No, I haven't gone emo on you folks - this is actual, physical pain.
No, this won't be sappy - that's not how I roll. Not anymore anyhow. This is self-deprecating though, so if you take me serious at all in any put-downs or making-fun-of-myself, take a step back and remember that I know I am fucking awesome and have a laugh with me, shall you?
Over a week ago, after a meet up with a ladyfriend went awry to have a beer while watching the Rangers go on to slap the Devils around (plans rescheduled for this week), dear
Courtney invited me over to her friend Kristen's (aka:
Supergirl)apartment for beer and burgers. Talk about being in the right place at the right time, I was already in Albany as it was, so I just had to truck it over to Delmar. Excellent.
I make my way over there and arrive and meet the Supergirl. Supergirl is a long-time friend of Courtney's I'd yet to meet and long time friend's of good friends of mine are instantly good people. They offer me beer and I gleefully accept. I ask about the burgers. I was told there would be burgers.
"No burgers tonight, my ex-boyfriend took the full propane tank with him when he left," says Kristen.
I already greatly dislike this guy whoever he is. I get it that propane is the manly thing, but a grill without propane is... well, it's not good. Hank Hill would know better I imagine.
Courtney offers me some other kinds of food that all contained ingredients that are on my own personal food terror watch list (pickles and the like) so I begged off. This...was a bad choice. I say this because after beer one, there was beer two. Beer two was quite good and then there was no more beer. For shame. Since Kristen is a girl, however, there was copious amounts of wine. Praise be to Jebus. I have a glass or two and the bottle we were all partaking of is now empty. Oh dear.
I'm sent along to pick out a bottle of the Goat - another quite tasty wine that is easy on the palate of a wine novice who's well on the way to ridiculous drunkenness. The lot of us sat around and shot the breeze with Kristen's equal-aged neighbors and had a grand ole time on such a nice night out in April.

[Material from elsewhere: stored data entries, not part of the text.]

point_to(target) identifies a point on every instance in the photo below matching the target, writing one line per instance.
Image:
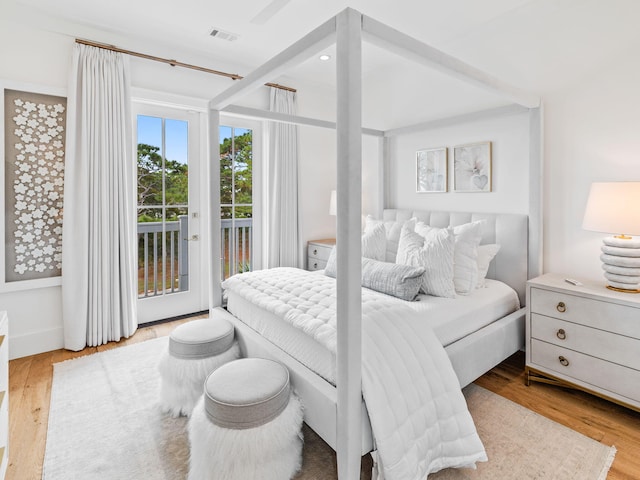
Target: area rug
(104, 424)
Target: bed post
(215, 290)
(536, 142)
(349, 295)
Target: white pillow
(465, 266)
(435, 254)
(485, 255)
(392, 229)
(374, 243)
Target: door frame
(196, 298)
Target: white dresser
(4, 393)
(318, 252)
(584, 336)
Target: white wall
(509, 137)
(592, 133)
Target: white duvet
(418, 414)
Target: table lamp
(614, 207)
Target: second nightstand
(584, 336)
(318, 252)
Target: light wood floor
(30, 389)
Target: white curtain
(283, 184)
(99, 227)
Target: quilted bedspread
(418, 414)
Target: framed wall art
(33, 134)
(472, 167)
(431, 170)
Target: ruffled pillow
(401, 281)
(374, 243)
(465, 264)
(392, 230)
(434, 253)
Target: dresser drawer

During these conversations I began to make note to myself that, "Hmm I seem to be getting a bit drunk, I should slow it down."
Too late. Empty stomach + beer + bottle and a half of wine = Nighty, night Joe.
Now, for anyone who's known me for a while this generally means that I actually do fall asleep. Lately, and this is the part that bothers me, this means that I am still quite active but cannot recall anything that I've done. Yeah, not good.
So before the mindless action ensued, one of the neighbors, Erin began wrestling with her equally attractive girl friend out in the grass by the porch. Who doesn't love good looking girls wrestling, right? Sometime after this, I checked out. Unfortunate I know.
I wake up in the morning on Kristen's couch and immediately thought, "Oh shit. Where am I and how'd I get here?" I look around and see I'm in Kristen's living room. Good, I remember this place. Nothing is missing from or on me - that's good too!
OW! What is this pain in my side? Wait, it's not in my side, its in the ribcage. Oh crap. What'd I do?
Courtney comes out to tell me she's leaving to go back home. I ask her what happened and what did I do to hurt my ribs.
"Oh... well you started to wrestle with Erin. It was really funny. I got a picture too!"
Oh...oh good. My immediate thought was that this happened and then her husband/boyfriend stepped in and slugged me. However, my face wasn't marred so that couldn't have been the case. I figured she pulled a Goldberg on me and speared me and reawakening the busted ribs I got back in August.
Now that it's been more than a week later, I've decided that it's not a rib injury since breathing deep doesn't hurt, the area just hurts regardless especially if I stretch out or anything like that. Yup, pulled or strained a muscle wrestling with women. I'm a regular Andy Kaufman everyone. Supply me with the appropriate amount of booze and I'll wrestle your girlfriend too.
Hoo boy. Anyhow, on top of that annoying pain, my teeth are aggravating me yet again. Thankfully I'm getting that taken care of in July. God bless you creators of aspirin and ibuprofen, hopefully I'm not on the road to pulling a Brett Favre and downing hydrocodones for fun.